Why the City of Joburg has stopped fixing over 200 traffic lights
The City of Joburg’s Roads Agency (JRA) has for the past five months stopped maintaining 231 traffic lights that fall under provincial government jurisdiction.
This decision was due to an expired service-level agreement (SLA) between the JRA and the Gauteng Provincial Department of Roads and Transport, reports MyBroadband.
However, the SLA renewal was already advertised in February 2022 according to the City’s deputy director for communications and stakeholder management Karabo Seane, who spoke to MyBroadband about the matter.
He said the situation is now under adjudication and the City will provide feedback once the proceedings have been finalised.
Failed negotiations
The JRA ceased maintaining 231 traffic lights in April 2022 after negotiations to renew the SLA between the two government entities ground to a halt.
The previous agreement which ran from September 2017 stated that the JRA must design, install, repair, and maintain specific traffic signals under provincial jurisdiction on behalf of the Gauteng province.
This agreement expired in August 2020, however, the JRA continued maintaining the applicable intersections under the terms of the contract.
Since then, numerous bargaining attempts between the departments to renew the SLA fell flat and the Joburg MMC for transport, Funzi Ngobeni, and Gauteng MEC for Roads and Transport, Jacob Mamabolo, therefore agreed to terminate the relationship.

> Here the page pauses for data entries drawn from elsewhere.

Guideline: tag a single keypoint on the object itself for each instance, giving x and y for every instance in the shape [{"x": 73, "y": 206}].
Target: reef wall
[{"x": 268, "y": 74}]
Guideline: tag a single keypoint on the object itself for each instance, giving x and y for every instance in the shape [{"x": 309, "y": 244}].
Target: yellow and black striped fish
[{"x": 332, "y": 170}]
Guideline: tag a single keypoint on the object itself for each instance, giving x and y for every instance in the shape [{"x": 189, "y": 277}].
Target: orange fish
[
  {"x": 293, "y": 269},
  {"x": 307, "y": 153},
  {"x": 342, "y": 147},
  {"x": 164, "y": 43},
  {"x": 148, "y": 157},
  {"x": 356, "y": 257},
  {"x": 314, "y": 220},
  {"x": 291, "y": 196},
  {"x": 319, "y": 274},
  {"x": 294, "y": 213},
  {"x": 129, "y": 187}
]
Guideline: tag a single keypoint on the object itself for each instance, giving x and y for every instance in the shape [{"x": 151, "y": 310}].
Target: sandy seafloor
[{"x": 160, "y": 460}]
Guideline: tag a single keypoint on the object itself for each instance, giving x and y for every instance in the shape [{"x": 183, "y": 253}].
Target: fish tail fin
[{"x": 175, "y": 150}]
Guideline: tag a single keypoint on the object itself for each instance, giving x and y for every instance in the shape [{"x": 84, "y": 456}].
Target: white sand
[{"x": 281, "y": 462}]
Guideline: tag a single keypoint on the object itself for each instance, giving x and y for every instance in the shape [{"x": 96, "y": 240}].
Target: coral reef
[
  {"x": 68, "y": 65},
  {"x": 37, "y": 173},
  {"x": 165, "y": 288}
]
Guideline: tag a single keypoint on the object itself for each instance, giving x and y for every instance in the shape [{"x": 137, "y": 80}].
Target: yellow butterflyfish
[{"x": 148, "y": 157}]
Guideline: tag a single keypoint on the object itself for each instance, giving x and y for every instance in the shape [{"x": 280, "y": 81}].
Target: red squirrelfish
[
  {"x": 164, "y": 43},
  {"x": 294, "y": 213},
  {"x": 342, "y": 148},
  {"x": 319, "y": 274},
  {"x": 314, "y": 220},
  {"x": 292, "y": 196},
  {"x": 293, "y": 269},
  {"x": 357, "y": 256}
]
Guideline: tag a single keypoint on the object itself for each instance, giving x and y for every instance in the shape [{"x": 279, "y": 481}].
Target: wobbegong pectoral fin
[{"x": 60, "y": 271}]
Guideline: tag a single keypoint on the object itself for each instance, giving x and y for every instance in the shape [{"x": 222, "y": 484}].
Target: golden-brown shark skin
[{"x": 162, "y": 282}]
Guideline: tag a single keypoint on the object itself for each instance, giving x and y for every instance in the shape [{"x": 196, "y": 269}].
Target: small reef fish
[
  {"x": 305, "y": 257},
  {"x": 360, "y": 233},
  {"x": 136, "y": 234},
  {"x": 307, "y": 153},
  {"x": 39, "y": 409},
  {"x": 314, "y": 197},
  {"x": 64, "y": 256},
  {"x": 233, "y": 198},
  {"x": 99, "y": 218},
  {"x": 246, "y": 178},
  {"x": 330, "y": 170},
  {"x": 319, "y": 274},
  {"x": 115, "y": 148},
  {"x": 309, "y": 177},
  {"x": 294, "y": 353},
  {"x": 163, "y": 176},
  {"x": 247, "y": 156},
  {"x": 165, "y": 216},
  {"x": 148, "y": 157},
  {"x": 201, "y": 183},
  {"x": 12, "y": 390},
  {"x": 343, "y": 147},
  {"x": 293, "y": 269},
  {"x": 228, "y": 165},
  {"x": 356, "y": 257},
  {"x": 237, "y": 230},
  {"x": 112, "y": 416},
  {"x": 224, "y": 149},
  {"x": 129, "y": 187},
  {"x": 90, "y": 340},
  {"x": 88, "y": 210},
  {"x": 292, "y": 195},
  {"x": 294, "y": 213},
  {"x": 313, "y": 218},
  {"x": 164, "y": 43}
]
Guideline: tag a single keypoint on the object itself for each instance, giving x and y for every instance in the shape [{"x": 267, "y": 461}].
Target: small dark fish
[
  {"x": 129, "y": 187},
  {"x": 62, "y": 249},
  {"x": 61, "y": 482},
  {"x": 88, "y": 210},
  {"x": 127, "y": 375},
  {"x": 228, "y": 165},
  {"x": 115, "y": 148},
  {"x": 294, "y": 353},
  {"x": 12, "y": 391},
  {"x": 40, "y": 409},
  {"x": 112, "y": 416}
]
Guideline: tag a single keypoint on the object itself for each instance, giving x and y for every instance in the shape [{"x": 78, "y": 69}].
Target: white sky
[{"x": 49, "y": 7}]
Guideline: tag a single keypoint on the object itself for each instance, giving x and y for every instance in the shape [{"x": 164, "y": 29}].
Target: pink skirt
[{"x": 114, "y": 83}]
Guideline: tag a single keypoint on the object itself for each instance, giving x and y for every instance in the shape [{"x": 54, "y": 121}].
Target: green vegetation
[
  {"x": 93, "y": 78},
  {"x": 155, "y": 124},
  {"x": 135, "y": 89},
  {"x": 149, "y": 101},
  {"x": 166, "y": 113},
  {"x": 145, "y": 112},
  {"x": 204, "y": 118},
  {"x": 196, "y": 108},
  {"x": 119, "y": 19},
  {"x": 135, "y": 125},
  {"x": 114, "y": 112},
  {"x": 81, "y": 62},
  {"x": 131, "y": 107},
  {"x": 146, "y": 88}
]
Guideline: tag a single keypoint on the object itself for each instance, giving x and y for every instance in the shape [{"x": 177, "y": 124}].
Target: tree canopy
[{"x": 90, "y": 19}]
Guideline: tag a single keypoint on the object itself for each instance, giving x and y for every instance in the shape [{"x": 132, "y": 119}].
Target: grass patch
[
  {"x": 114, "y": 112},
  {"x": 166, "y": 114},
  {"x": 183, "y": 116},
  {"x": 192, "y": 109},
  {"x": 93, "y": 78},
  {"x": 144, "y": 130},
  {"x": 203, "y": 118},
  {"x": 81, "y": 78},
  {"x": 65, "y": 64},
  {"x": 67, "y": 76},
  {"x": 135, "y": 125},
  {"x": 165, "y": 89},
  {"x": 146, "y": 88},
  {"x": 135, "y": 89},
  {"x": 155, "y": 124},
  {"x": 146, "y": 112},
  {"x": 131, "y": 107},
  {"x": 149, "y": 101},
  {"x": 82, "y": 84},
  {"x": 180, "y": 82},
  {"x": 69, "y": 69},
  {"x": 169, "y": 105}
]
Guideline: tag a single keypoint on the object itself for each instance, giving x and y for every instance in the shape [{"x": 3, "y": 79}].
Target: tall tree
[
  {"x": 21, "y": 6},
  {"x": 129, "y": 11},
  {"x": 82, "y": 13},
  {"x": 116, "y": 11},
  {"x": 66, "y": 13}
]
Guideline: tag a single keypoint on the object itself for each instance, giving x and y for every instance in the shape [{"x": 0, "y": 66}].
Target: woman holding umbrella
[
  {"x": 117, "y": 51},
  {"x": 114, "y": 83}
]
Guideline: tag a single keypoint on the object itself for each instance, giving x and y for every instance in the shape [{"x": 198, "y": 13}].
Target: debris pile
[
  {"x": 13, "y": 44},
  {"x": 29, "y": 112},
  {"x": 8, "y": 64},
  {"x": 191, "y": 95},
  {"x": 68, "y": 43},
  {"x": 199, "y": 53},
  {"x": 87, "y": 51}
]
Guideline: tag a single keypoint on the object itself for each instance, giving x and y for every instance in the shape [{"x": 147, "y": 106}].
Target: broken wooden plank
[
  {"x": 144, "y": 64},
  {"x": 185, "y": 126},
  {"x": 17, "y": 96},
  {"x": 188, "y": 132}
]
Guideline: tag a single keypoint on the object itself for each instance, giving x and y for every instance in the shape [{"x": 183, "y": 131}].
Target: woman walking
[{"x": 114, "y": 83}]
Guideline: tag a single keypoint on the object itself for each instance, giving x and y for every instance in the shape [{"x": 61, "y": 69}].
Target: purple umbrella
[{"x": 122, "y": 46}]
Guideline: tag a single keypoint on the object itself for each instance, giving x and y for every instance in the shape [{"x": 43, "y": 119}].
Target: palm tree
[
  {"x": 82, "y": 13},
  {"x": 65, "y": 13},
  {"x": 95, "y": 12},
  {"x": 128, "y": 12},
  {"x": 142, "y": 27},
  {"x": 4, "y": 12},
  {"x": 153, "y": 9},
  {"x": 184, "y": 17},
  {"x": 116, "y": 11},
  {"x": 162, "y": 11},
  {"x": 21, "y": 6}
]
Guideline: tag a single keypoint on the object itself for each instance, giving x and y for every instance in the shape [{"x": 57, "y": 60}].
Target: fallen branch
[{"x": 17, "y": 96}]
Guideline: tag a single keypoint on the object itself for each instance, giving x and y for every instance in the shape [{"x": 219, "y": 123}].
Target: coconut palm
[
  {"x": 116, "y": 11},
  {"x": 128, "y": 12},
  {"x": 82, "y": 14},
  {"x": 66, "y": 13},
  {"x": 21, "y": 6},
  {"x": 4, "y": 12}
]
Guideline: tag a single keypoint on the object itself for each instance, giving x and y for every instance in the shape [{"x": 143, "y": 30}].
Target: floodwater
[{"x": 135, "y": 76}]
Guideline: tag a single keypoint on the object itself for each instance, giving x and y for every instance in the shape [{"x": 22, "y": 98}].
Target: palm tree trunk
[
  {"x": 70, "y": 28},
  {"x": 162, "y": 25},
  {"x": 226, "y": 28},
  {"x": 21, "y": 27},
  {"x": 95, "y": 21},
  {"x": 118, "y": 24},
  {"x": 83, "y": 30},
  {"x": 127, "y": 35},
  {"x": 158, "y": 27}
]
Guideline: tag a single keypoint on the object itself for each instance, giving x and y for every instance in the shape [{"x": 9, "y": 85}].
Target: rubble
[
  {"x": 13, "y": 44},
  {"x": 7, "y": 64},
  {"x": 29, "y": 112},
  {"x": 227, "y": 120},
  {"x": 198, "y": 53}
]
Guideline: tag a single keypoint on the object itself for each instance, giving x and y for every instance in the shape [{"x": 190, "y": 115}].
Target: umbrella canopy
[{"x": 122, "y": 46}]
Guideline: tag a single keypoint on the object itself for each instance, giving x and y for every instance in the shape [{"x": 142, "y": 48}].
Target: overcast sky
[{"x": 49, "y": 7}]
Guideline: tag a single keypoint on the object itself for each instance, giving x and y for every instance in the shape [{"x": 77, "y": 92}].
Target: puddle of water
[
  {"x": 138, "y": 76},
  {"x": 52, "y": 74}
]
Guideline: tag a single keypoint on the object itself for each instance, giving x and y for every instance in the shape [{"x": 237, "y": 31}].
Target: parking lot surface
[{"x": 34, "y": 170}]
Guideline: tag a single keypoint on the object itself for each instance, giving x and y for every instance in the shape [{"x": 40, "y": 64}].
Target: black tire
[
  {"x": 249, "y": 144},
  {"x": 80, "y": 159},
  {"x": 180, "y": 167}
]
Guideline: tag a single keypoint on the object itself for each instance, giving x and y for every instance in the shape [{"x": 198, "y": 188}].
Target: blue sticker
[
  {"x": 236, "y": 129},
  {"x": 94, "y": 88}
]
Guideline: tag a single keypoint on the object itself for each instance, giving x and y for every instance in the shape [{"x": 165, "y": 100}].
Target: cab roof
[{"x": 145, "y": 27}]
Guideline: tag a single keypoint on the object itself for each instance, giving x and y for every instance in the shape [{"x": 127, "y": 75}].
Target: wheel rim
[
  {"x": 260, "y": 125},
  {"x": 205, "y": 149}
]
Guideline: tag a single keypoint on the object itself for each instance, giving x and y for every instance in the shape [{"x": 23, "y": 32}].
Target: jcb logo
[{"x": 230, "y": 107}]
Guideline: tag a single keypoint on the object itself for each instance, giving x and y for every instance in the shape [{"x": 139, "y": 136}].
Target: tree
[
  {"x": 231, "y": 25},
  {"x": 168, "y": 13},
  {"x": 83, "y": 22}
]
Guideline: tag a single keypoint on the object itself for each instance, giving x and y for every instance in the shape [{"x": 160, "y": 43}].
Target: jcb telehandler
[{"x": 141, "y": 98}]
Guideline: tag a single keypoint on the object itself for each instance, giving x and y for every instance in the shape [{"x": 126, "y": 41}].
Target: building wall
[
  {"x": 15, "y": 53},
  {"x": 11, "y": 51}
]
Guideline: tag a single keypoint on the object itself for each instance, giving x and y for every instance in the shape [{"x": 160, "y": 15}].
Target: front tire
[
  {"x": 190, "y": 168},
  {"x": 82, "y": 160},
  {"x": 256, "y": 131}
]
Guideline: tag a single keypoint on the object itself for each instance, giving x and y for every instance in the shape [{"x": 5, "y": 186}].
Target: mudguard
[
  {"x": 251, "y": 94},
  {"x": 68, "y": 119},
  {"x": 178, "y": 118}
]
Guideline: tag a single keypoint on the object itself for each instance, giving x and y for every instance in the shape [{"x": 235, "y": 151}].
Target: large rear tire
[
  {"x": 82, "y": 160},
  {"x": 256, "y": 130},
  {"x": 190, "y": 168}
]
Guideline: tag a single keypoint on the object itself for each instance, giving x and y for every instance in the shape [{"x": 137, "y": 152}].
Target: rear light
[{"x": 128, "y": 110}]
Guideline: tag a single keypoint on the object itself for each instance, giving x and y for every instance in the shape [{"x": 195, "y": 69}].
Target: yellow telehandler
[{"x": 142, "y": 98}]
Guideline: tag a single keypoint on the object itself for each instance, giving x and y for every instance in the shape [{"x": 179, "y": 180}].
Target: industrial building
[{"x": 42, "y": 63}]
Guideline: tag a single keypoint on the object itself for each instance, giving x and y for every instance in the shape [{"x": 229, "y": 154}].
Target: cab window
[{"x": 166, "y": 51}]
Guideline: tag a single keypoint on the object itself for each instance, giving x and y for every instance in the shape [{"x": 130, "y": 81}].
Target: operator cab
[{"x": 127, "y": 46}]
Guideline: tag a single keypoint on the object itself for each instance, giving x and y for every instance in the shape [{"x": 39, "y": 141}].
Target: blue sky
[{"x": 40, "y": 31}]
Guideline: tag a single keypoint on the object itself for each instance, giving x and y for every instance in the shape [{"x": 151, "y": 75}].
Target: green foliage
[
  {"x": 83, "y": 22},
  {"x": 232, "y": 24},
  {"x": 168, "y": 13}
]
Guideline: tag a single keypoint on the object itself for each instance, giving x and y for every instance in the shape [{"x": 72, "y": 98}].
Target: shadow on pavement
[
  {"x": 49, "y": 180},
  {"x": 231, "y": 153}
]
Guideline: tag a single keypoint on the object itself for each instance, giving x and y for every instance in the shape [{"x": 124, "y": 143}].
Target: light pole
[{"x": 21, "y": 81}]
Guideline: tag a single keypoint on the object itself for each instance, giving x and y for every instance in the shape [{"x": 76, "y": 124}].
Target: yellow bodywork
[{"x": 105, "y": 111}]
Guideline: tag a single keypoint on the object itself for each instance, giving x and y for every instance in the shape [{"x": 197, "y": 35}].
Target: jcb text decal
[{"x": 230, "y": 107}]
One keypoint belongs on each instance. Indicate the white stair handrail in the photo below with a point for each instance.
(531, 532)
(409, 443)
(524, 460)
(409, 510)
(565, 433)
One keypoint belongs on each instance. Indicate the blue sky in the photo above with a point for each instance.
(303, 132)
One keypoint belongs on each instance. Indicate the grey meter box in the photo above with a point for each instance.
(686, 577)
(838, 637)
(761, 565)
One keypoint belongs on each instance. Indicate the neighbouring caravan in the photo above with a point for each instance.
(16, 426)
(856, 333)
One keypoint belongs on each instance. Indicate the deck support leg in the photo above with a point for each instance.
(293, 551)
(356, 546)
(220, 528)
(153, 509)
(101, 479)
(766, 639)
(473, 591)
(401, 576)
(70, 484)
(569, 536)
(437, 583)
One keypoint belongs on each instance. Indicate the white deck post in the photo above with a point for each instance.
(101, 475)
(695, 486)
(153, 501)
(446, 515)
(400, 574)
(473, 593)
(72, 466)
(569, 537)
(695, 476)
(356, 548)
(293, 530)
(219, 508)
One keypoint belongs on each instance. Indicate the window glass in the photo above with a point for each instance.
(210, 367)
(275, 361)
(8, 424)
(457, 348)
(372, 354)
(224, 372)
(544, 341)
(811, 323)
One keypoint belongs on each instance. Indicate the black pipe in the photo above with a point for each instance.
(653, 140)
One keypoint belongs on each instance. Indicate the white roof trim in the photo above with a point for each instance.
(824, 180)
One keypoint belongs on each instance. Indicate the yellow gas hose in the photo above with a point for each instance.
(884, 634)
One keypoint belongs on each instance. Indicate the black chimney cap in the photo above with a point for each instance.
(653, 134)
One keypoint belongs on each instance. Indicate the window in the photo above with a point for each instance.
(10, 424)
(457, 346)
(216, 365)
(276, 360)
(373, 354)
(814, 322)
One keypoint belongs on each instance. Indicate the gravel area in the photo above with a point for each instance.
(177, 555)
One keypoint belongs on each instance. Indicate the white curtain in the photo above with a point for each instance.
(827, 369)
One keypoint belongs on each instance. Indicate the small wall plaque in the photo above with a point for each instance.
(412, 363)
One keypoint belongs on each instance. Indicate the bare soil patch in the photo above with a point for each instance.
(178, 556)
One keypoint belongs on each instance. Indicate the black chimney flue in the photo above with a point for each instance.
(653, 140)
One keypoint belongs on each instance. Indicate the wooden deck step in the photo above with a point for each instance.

Mamabolo noted that one of the reasons for not renewing the SLA was a tax dispute between the JRA and South African Revenue Services (Sars). Ngobeni said the dispute is currently going through a legal process and the JRA has notified Sars of its intentions to take the matter to tax court.
In the meantime, the process of handing over the 231 intersections to the Gauteng Department of Roads and Transport has been put underway.
The JRA now attends to the 1,992 signalised intersections under its jurisdiction while the provincial department will attend to queries related to its own traffic signals.